A warning quiver shot through the scaffold. With one yell of sheer, savage delight, Trenmore heaved up the sword. For the third and last time it smote the blood-red Threat of Penn!

Then the air was sucked out of his lungs; sight was wiped from his eyes. His muscles relaxed and he lost all power to feel; but he knew in the deathless soul of him that his body was falling and that the created world had dissolved, disintegrated into formless chaos!

CHAPTER 20: TRANSFERRED HOME

TRENMORE fell but not into the empty void created when the Red Bell dissolved itself, its temple and its world.

He struck feet first on some kind of hard surface, jarred in every bone and nerve by the impact. As light flashed up all around him, he staggered against a man.

The next incident can only be explained by the fact that Trenmore was still "seeing red." The fight had been by no means knocked out of him by the recent catastrophe. He grasped one fact and one only. The man against whom he had stumbled wore a black coat and a silk hat, accursed insignia of Penn Service. Promptly grappling with this individual, they went to the pavement together. While Terry reached for his adversary's throat, the latter let out yell after yell of terror and dismay.

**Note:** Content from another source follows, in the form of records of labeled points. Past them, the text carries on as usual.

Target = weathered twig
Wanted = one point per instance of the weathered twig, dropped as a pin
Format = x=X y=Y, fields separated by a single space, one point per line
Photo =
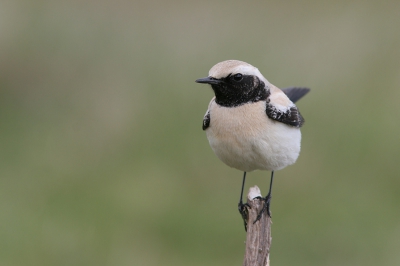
x=258 y=239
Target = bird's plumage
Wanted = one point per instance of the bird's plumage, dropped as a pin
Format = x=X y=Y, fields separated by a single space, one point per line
x=250 y=123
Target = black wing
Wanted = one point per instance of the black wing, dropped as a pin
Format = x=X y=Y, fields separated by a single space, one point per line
x=295 y=93
x=290 y=117
x=206 y=120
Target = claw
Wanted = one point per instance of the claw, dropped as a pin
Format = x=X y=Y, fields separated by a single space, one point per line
x=244 y=213
x=266 y=207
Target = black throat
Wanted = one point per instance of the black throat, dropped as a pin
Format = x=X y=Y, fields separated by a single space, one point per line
x=230 y=93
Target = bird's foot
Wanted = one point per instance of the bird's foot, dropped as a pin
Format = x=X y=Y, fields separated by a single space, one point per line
x=244 y=213
x=266 y=207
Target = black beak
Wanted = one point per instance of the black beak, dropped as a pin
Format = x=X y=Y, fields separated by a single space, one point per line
x=208 y=80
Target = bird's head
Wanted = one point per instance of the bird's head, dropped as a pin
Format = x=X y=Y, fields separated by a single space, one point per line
x=235 y=83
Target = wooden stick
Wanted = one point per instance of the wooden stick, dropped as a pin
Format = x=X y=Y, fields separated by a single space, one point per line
x=258 y=239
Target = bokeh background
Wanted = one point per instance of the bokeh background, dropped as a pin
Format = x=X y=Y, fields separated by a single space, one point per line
x=102 y=156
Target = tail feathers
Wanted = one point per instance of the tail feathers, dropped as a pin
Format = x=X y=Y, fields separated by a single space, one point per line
x=295 y=93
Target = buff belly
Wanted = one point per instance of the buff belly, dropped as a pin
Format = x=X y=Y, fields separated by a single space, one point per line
x=245 y=138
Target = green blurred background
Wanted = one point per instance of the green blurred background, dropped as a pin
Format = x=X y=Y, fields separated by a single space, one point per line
x=103 y=160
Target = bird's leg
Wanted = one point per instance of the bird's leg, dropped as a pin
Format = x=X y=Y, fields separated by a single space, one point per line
x=242 y=207
x=267 y=200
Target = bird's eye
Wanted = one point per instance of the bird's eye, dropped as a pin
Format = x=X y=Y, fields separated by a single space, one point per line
x=238 y=77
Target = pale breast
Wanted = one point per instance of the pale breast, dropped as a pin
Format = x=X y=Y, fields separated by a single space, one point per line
x=245 y=138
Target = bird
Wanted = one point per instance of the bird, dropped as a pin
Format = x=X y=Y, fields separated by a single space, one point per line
x=251 y=124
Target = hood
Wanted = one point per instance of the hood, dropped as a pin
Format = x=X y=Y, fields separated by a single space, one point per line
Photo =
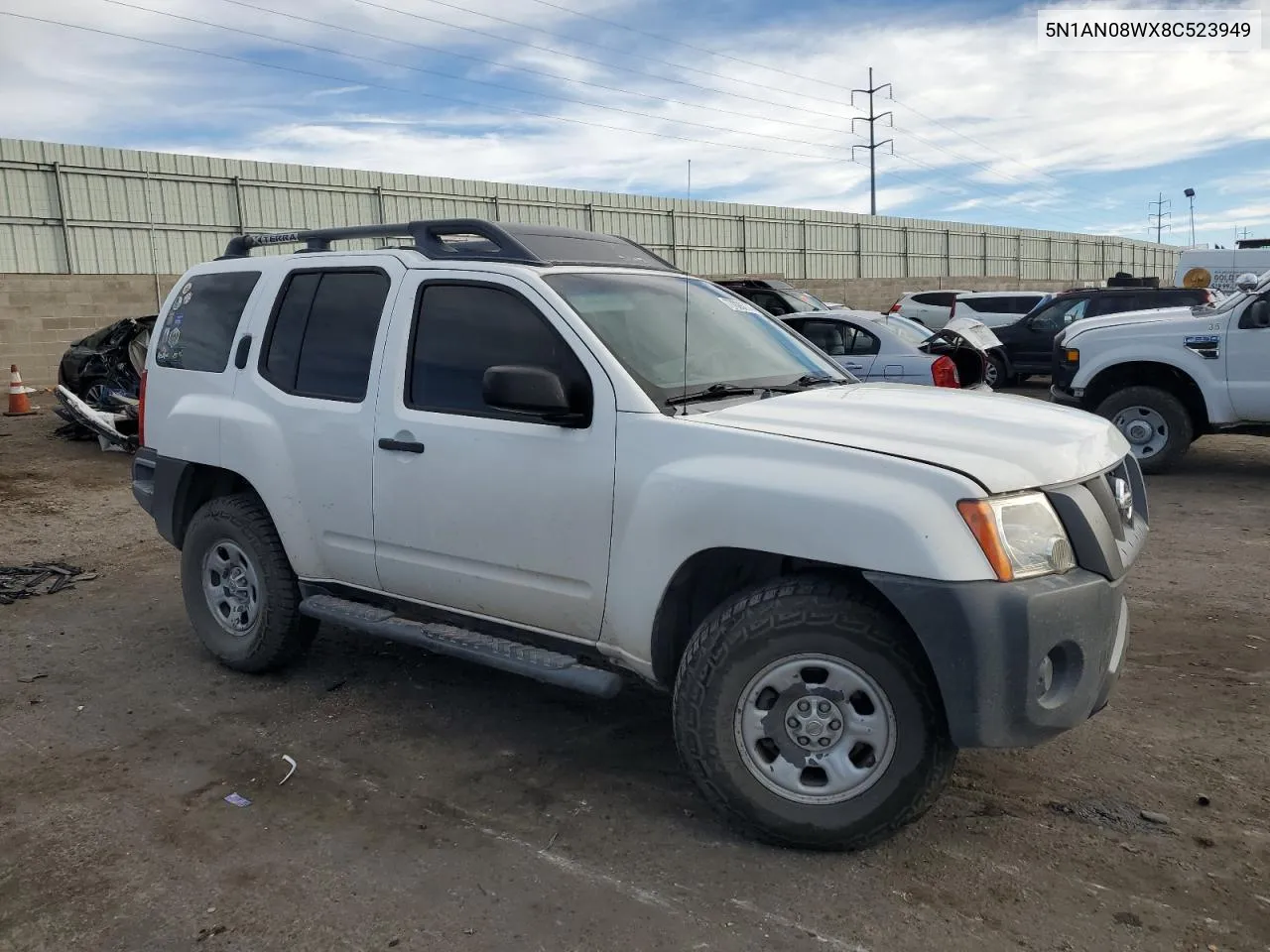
x=1160 y=315
x=1006 y=443
x=970 y=331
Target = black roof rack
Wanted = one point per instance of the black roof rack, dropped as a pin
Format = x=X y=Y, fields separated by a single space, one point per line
x=475 y=240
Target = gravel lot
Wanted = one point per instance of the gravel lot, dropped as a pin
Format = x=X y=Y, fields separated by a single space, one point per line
x=444 y=806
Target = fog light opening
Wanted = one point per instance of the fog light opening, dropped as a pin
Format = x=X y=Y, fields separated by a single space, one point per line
x=1057 y=674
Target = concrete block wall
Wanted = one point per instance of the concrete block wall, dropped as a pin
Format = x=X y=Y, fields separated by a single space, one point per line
x=880 y=294
x=41 y=313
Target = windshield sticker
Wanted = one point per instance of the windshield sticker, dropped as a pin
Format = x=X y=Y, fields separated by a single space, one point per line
x=738 y=304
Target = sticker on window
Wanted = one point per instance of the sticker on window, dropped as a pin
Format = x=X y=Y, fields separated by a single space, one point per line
x=738 y=304
x=202 y=320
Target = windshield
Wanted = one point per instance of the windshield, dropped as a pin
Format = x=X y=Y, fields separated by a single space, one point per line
x=906 y=330
x=640 y=318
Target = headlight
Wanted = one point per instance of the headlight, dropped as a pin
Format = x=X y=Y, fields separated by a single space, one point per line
x=1020 y=536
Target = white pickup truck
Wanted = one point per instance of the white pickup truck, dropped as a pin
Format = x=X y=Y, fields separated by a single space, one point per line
x=549 y=452
x=1169 y=376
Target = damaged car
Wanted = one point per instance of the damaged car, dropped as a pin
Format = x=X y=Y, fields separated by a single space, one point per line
x=99 y=382
x=888 y=348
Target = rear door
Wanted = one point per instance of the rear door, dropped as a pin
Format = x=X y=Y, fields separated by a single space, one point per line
x=304 y=433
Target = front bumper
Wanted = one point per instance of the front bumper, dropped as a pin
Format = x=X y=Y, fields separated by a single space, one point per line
x=987 y=642
x=1058 y=395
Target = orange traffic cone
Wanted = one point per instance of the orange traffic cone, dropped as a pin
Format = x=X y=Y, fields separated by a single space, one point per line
x=19 y=404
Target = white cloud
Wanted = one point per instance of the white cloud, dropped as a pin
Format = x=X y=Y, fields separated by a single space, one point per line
x=1060 y=114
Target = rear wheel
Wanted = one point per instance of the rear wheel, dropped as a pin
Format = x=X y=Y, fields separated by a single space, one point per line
x=810 y=717
x=1155 y=421
x=240 y=592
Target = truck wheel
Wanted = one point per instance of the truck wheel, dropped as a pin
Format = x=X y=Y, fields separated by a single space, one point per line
x=1155 y=421
x=240 y=593
x=994 y=373
x=808 y=716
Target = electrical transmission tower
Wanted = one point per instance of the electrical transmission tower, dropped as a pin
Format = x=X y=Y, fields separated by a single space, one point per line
x=1160 y=214
x=874 y=145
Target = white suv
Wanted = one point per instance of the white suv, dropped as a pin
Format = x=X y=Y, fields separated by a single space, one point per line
x=549 y=452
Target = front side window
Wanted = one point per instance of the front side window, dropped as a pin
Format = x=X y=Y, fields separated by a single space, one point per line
x=198 y=329
x=461 y=330
x=647 y=318
x=321 y=339
x=1060 y=313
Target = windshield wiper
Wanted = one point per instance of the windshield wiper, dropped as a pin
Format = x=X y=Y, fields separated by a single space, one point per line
x=715 y=391
x=806 y=381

It was fortunate that the Irishman had been so thoroughly shaken by his fall that his customary efficiency was somewhat impaired. Two scandalized policemen dashing upon the struggling pair were able to pull him off before he could inflict more than a bad fright upon his victim.

Dragged to his knees, Trenmore shook his head like an angry bull of the wild Irish breed. He got his feet under him and rose so suddenly that the policemen lost their grip, thrown off like a couple of terriers.

Then would bloody battle have raged indeed in the very precincts of law and order, had not a new figure rushed up and fairly flung itself into Trenmore's arms. It was a small figure to quell so huge an adversary. Even the maddest of Irishmen, however, could hardly go on fighting while a pair of slim arms reached for his neck, a soft cheek pressed against his coat, and a loved voice cried softly:

"Look about you! Terry, oh, Terry! Look about you!"